- Born: John MacLean 2 January 1636 Sweden
- Died: 15 April 1696 (aged 60) Gothenburg, Sweden
- Occupation: Gothenburg Court of Justice
- Predecessor: John Hans Makeléer, 1st Baronet
- Successor: Sir Johan Jacob Makeléer, 3rd Baronet
- Spouse: Anna Margareta Gordon
- Children: Sir Johan Jacob Makeléer, 3rd Baronet Sir Gustav Makeléer, 4th Baronet
- Parent(s): Hans Makeléer, 1st Baronet Anna Gubbertz

= Johan Makeléer =

Sir Johan Makeléer, 2nd Baronet or Johan Macklier (1636 - 1696) was a member of the Maclean clan of Scotland in Sweden and a member of the Gothenburg Court of Justice from 1659 to 1696.

==Biography==
He was the son of Hans Makeléer, 1st Baronet and Anna Gubbertz.
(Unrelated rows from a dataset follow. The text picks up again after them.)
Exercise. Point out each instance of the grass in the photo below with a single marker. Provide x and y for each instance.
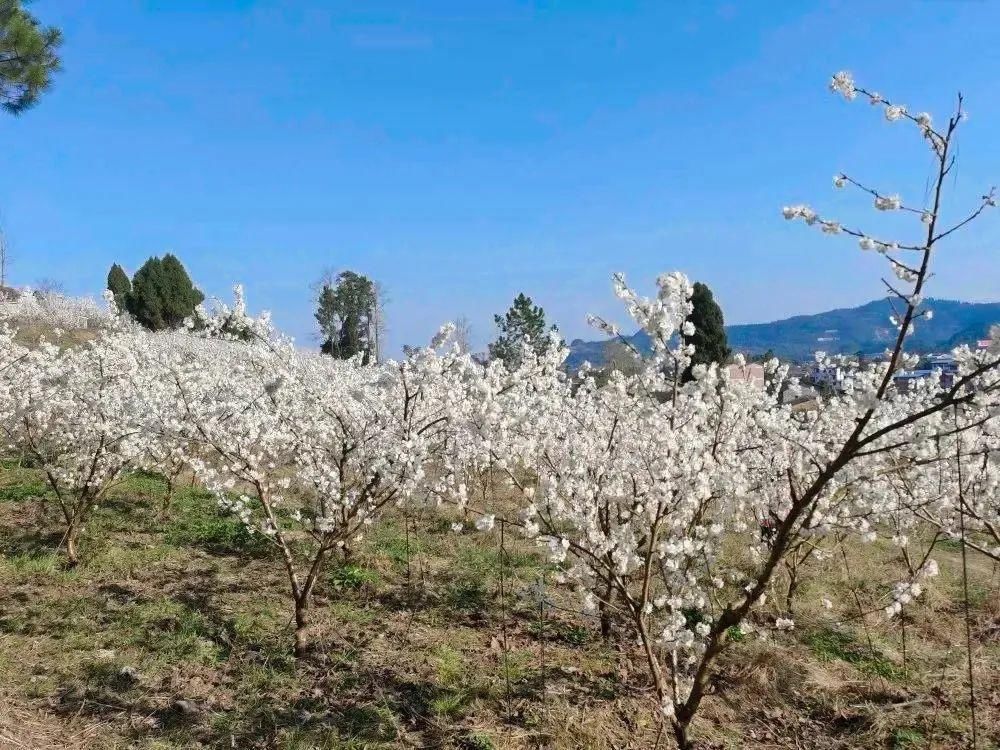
(829, 644)
(188, 606)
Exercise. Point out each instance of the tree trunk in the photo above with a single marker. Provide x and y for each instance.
(72, 536)
(680, 734)
(301, 641)
(605, 609)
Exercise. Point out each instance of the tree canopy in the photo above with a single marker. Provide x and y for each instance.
(347, 314)
(709, 337)
(120, 286)
(29, 56)
(524, 321)
(160, 296)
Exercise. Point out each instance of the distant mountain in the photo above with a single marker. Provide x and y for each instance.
(845, 331)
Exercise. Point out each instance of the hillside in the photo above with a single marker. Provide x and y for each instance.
(842, 331)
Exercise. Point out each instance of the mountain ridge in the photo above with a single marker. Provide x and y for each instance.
(845, 330)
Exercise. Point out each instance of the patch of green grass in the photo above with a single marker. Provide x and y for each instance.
(449, 666)
(198, 521)
(830, 645)
(351, 577)
(476, 741)
(24, 491)
(126, 562)
(903, 738)
(735, 634)
(26, 566)
(392, 543)
(467, 595)
(485, 561)
(450, 704)
(171, 630)
(146, 484)
(951, 545)
(368, 723)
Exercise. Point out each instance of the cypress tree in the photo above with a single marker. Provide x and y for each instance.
(709, 337)
(120, 286)
(163, 294)
(346, 313)
(524, 321)
(180, 295)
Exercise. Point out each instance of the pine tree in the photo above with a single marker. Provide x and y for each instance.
(28, 57)
(120, 286)
(709, 337)
(180, 294)
(524, 321)
(347, 314)
(163, 295)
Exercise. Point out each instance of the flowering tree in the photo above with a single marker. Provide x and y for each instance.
(307, 450)
(77, 413)
(639, 487)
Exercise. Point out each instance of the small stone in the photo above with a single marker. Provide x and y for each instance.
(186, 707)
(130, 674)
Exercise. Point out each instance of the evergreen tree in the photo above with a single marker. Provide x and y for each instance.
(709, 337)
(347, 314)
(163, 295)
(524, 321)
(28, 57)
(120, 286)
(180, 294)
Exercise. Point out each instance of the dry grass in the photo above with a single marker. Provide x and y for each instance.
(176, 634)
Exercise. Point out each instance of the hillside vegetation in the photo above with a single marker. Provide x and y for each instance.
(174, 633)
(865, 329)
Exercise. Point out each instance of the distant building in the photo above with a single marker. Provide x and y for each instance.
(942, 366)
(752, 373)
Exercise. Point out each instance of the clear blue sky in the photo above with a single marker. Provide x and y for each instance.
(461, 152)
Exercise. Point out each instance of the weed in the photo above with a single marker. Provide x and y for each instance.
(451, 704)
(352, 577)
(172, 630)
(199, 522)
(903, 738)
(476, 741)
(830, 645)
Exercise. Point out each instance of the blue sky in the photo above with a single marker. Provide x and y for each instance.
(461, 152)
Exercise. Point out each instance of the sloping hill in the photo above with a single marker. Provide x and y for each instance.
(843, 331)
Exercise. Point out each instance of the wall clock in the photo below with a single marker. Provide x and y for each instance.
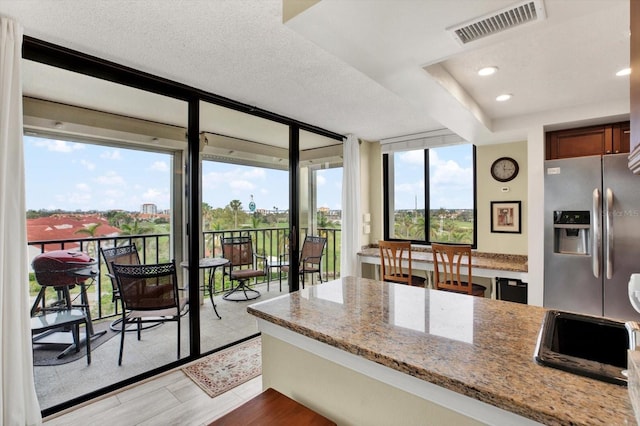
(504, 169)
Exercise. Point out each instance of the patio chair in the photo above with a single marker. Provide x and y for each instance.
(243, 265)
(124, 255)
(149, 293)
(310, 257)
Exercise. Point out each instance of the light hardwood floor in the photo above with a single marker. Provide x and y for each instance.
(169, 399)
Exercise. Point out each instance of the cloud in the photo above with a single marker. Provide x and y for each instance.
(114, 154)
(241, 185)
(111, 178)
(83, 187)
(155, 196)
(88, 164)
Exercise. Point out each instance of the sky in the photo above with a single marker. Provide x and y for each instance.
(451, 178)
(74, 176)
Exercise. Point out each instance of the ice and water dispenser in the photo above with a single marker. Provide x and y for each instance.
(571, 232)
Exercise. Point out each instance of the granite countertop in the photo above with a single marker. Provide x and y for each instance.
(498, 261)
(477, 347)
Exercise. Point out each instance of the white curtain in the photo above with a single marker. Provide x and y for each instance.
(351, 224)
(19, 401)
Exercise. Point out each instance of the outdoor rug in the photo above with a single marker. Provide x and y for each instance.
(47, 354)
(228, 368)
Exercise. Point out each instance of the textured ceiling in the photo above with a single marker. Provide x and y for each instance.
(355, 66)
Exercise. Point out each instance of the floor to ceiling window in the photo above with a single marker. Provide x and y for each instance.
(430, 194)
(101, 171)
(185, 155)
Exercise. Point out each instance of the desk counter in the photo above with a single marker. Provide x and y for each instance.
(508, 265)
(477, 352)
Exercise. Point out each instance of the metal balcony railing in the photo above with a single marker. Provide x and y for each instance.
(155, 248)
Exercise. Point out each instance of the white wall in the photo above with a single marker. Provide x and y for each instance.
(489, 189)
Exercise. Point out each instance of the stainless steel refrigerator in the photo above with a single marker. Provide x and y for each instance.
(592, 235)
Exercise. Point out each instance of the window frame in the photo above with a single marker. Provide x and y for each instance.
(387, 181)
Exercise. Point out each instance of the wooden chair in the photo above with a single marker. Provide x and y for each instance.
(392, 253)
(149, 293)
(451, 258)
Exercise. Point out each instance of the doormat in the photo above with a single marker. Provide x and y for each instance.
(47, 354)
(228, 368)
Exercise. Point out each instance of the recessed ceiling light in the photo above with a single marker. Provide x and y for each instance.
(487, 71)
(624, 71)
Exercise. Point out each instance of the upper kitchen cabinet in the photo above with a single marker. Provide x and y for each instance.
(634, 157)
(593, 140)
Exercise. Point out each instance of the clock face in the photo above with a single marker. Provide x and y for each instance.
(504, 169)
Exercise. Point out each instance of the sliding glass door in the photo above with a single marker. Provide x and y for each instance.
(103, 170)
(243, 194)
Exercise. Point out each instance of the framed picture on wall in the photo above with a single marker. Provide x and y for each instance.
(505, 217)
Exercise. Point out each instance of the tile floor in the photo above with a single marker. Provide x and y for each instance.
(169, 399)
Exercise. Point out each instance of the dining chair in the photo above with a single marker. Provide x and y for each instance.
(149, 293)
(452, 258)
(242, 266)
(310, 257)
(392, 254)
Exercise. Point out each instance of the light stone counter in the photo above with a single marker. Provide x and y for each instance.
(476, 348)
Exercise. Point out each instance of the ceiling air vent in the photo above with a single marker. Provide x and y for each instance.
(495, 22)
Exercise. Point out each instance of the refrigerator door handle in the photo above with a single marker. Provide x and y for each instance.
(608, 246)
(597, 234)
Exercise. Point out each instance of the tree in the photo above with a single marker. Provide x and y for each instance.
(235, 206)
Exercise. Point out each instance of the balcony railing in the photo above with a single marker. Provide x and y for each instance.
(155, 248)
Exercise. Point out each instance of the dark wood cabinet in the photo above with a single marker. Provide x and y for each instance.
(593, 140)
(634, 83)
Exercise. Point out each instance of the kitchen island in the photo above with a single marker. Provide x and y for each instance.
(361, 351)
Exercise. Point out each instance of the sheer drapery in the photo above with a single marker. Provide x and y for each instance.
(19, 401)
(351, 227)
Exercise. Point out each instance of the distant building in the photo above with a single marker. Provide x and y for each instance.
(149, 208)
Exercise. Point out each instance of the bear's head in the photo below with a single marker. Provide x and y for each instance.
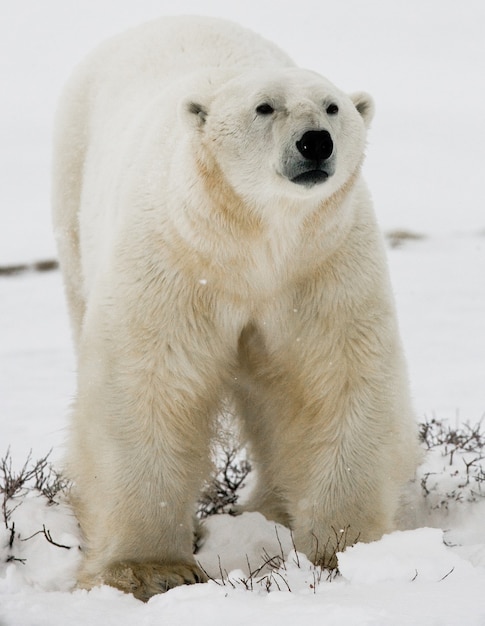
(281, 134)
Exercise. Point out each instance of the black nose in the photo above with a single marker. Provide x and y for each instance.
(315, 145)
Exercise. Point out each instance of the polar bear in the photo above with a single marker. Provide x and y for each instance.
(218, 244)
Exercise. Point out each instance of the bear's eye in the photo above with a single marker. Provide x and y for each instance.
(264, 109)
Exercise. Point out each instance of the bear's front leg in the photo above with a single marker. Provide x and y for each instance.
(327, 413)
(139, 450)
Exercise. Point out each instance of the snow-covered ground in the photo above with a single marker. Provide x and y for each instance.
(423, 62)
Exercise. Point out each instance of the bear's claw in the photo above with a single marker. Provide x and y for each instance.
(146, 579)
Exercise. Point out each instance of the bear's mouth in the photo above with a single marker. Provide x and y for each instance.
(311, 178)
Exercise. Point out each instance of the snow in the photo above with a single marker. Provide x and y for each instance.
(423, 62)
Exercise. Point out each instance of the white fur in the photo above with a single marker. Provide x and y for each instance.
(197, 272)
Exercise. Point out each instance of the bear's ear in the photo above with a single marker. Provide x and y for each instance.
(197, 113)
(365, 106)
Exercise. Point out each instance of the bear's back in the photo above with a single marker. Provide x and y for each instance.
(168, 48)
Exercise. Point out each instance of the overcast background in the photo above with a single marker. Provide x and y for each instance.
(422, 60)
He married Anna Margareta Gordon and had two children: Sir Johan Jacob Makeléer, 3rd Baronet and Sir Gustav Makeléer, 4th Baronet. Gustav was the father of Sir Johan Gabriel Macklear, 5th Baronet, who married Hedwig Rosenquist. Johan Makeléer, 2nd Baronet was later appointed to the Gothenburg Court of Justice.